Emperor Naruhito expressed his hope for a bright future for children in his poem recited Thursday at the first New Year’s Poetry Reading Ceremony held since he ascended to the chrysanthemum throne last year.

The theme of this year’s waka poems was nozomi (hope).

Empress Masako, who has been suffering from a stress-induced illness, attended the traditional ceremony for the first time since 2003, while Crown Prince Akishino and his wife, Crown Princess Kiko, were also among the attendees.

In his poem, the emperor described his feelings after visits to schools over the past year, including Azabu Kindergarten in Tokyo in June and Gakushuin Girls’ Senior High School, where their daughter Princess Aiko studies, in November.

The official translation of the emperor’s poem, provided by the Imperial Household Agency, is as follows:

When I hear the cheerful voices of children

Resounding through their classrooms

I hope from the bottom of my heart

They have a bright and beautiful future.

In her poem, the 56-year-old empress described her sadness at the damage caused by natural disasters in the country but also how she has been encouraged to see young people helping out with recovery efforts.

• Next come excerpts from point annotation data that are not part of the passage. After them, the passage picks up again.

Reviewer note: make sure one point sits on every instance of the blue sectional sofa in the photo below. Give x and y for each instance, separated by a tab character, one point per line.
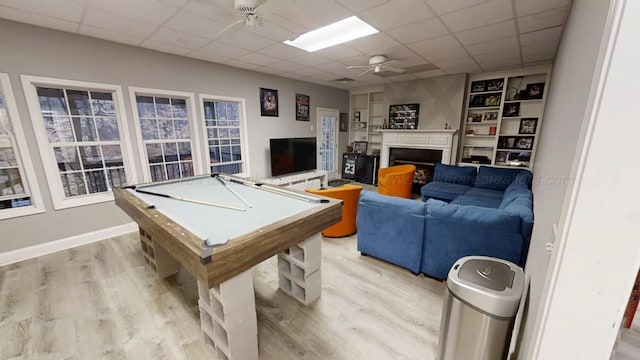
465	211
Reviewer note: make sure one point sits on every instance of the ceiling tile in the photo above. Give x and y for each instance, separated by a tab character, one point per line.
541	36
60	9
543	20
422	30
487	33
282	51
373	44
177	38
209	57
491	12
38	20
171	49
242	65
543	48
217	48
331	66
110	35
245	40
194	24
528	7
396	13
258	59
435	45
337	52
446	6
309	60
142	10
313	14
430	73
116	23
174	3
510	43
284	66
361	5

The imperial couple visited the city of Asakura in Fukuoka Prefecture in 2018 after it was devastated by torrential rain in the previous year.

In December last year, the two also visited Marumori, Miyagi Prefecture, and Motomiya, Fukushima Prefecture, which were hit hard by powerful Typhoon Hagibis in October.

The official translation of the empress’ poem is as follows:

The power of youth

Brings hope

To those who strive

To rise up from the calamity they suffer.

The imperial couple’s poems as well as works composed by other members of the imperial family, and 10 pieces chosen from more than 15,000 entries from the public, were recited in the traditional style at the reading.

Waka poetry was developed by the court aristocracy in the sixth century, and tanka poems, which are typically synonymous with waka, consist of 31 syllables in a 5-7-5-7-7 pattern.

The theme for next year’s New Year’s poetry reading is based around the Chinese character jitsu, the agency said.